Guam, Asia Cruise Port
It may be a surprise to find that the Asian island and cruise port of Guam in the northwestern Pacific Ocean is actually a United States territory. While the Chamorros, Guam's indigenous people, settled here about 4,000 years ago, the U.S. took control of the island in the Spanish-American War as part of the Treaty of Paris. During World War II, the U.S. recaptured Guam from the Japanese; after the war, Guam became a U.S. unincorporated organized territory which gave political structure to the island's citizens and granted them citizenship. Since Guam isn't a state, however, residents can't vote in U.S. elections. The culture on the island is a diverse mix of American, Spanish, Filipino, and other traditions, although many aspects of the early indigenous cultures have sadly been lost. With its tropical climate and rich history, here are a handful of our favorite experiences while cruising to Guam, Asia:
- Covered in lush tropical foliage, the Guam Zoological, Botanical & Marine Gardens (or Guam Zoo for short) in Tumon is a privately owned facility whose goal is to provide a sanctuary for wildlife. The zoo is home to more than 20 species of endangered animals, along with other exotic and domestic animals from all over the world. If you ever had a desire to feed sharks? This is the place to do it.
- On Nimitz Hill, history lovers will find the Guam Pacific War Museum, which contains military exhibits related to the U.S. Marines and their involvement here during WWII.

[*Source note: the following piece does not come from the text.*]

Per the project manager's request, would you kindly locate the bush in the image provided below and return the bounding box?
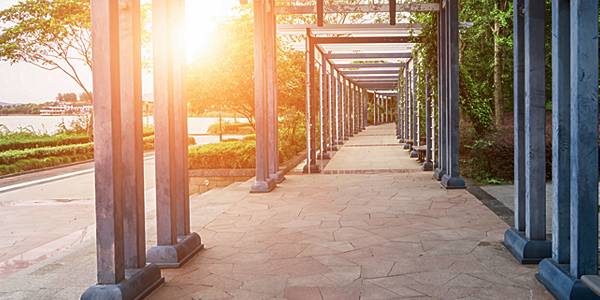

- Within the capital city of Hagatna is the Chamorro Village, where both residents and travelers can congregate to shop, eat, and drink. Since the mission of the market is to promote the small businesses and products of Guam, it's a great place to find authentic souvenirs as well as a plethora of local produce.
- When it's time to just kick back and relax, you'll find Ypao Beach Park at the southern end of Tumon Bay. Not only a gorgeous beach in itself, it's a fantastic spot for snorkeling thanks to colorful fish and coral reefs.